Non ci piace l’esibizione pubblica della copia della lettera scritta da Pietro M. Di Paola prima di buttare dal settimo piano Alessandra, la sua ex fidanzata, per poi seguirla. Ci sembra una delle frequenti ostentazioni voyeuristiche che i media accompagnano a questi casi con l’unico scopo di titillare una inutile e malsana curiosità.
I contenuti di quella lettera sono comunque noti perchè riportati e commentati da molt*. Fra i tanti leggiamo di Don Mazzi che sul sito Vita dice che quella lettera è bestiale, indegna di un uomo.
Certo, Don Mazzi è un prete ed ha la sua visione del mondo nella quale colloca uomini e bestie, non importa, è un esempio per dire che a noi invece sembra che in quello scritto emerga molto di quello che gli uomini che uccidono le donne agiscono ma non dicono.

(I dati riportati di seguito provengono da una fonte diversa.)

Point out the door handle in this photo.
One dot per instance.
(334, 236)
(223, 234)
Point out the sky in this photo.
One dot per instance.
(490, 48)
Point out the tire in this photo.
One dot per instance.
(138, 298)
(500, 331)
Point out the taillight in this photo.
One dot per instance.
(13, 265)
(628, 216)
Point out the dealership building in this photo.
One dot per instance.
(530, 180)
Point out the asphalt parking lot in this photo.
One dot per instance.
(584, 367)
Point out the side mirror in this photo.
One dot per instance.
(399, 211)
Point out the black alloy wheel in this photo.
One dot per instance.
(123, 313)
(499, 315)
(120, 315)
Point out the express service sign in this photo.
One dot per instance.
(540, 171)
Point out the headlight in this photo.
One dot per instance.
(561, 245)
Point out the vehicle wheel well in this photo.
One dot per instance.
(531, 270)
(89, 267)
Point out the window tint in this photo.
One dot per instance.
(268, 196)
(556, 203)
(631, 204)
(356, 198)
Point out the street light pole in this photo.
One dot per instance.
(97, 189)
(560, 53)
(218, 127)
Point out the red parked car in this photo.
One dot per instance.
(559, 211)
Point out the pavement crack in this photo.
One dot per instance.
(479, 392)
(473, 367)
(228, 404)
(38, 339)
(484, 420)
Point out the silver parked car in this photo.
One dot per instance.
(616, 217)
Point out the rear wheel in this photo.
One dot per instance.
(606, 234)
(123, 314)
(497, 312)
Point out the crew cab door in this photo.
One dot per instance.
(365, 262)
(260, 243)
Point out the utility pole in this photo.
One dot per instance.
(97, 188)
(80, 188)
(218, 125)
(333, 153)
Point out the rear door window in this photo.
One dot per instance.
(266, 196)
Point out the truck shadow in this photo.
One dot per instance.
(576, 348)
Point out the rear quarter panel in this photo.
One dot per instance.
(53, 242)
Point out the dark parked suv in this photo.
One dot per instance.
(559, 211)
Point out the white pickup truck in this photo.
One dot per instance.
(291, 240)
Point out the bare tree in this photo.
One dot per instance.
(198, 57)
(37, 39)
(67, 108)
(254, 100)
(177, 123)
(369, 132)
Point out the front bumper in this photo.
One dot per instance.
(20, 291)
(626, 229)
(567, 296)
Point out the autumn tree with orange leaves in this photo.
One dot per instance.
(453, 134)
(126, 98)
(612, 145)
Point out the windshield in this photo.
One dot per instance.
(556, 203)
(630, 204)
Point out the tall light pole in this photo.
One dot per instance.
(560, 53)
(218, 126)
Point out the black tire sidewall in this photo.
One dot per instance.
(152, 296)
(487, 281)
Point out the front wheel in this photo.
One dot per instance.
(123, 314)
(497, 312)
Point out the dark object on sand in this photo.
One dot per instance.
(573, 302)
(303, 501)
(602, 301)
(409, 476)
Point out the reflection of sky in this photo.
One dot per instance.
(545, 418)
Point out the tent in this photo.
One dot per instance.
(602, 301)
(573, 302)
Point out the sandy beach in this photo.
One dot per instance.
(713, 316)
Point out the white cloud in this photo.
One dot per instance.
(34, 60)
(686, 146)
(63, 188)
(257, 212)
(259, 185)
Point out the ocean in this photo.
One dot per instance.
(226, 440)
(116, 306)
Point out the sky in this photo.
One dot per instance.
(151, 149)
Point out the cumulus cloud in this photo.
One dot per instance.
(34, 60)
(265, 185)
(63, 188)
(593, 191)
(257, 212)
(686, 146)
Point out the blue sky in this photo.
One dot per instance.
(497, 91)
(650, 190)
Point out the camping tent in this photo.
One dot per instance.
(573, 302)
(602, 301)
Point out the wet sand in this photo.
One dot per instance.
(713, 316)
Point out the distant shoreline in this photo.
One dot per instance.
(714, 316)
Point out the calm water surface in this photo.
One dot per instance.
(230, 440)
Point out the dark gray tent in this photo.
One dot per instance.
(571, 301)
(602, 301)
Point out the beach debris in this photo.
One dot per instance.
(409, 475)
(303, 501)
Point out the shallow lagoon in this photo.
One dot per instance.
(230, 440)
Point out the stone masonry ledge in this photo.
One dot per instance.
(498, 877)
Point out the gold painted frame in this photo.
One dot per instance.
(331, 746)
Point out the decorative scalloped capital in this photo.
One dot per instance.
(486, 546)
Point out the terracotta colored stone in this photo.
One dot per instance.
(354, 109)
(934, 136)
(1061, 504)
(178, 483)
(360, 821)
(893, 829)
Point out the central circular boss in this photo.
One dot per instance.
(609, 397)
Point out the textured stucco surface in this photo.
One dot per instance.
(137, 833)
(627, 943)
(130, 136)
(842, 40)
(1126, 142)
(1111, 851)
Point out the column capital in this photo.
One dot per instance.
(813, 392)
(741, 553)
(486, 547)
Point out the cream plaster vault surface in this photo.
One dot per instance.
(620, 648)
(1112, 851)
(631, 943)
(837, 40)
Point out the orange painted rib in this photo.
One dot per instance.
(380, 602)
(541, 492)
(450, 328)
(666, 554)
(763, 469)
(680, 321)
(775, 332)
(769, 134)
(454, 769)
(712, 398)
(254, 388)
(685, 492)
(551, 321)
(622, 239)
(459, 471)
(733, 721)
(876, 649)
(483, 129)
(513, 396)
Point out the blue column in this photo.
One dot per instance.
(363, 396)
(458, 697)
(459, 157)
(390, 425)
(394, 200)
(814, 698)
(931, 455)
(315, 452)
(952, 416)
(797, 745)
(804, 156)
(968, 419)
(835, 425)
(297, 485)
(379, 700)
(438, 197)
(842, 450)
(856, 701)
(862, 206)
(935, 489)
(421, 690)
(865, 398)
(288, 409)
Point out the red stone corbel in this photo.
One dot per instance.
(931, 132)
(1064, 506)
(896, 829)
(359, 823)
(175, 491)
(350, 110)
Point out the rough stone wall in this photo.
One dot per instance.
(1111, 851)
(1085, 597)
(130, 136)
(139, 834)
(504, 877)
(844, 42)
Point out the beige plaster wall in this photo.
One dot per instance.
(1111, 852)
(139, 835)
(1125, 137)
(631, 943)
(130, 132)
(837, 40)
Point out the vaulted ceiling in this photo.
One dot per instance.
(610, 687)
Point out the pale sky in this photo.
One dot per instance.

Non dicono a se stessi men che meno ad altr* perchè i meccanismi dell’autoreferenzialità che ingrippano le relazioni affettive e vedono nell’altr* una propaggine di se stessi, non sono compresi, decostruiti, razionalizzati.
Non si può superare un ostacolo che non si vede; ci si inciampa e si cade. E non finiremo mai di dire quanto una buona parte di società ipocrita e moralista continui a supportare e produrre questi ostacoli o stereotipi: trappole mentali come la rappresentazione dell’amore etero-eterno, della donna incompleta e dipendente, dell’uomo- tutto che per essere tale ha bisogno di ammenicoli vari donne comprese.
Che poi se le donne li lasciano, cadono e si rompono e capita che il vero soggetto debole sono loro.
Pietro ha scritto e descritto con lucidità l’ingranaggio in atto, le ruote dentate in cui era risucchiato e nel quale, per punizione doveva finire anche lei, origine di tutto. Lo ha descritto, non razionalizzato.
Il suo salto è stato uno sfogo. Irreversibile.
Un saluto ad Alessandra che non c’è più.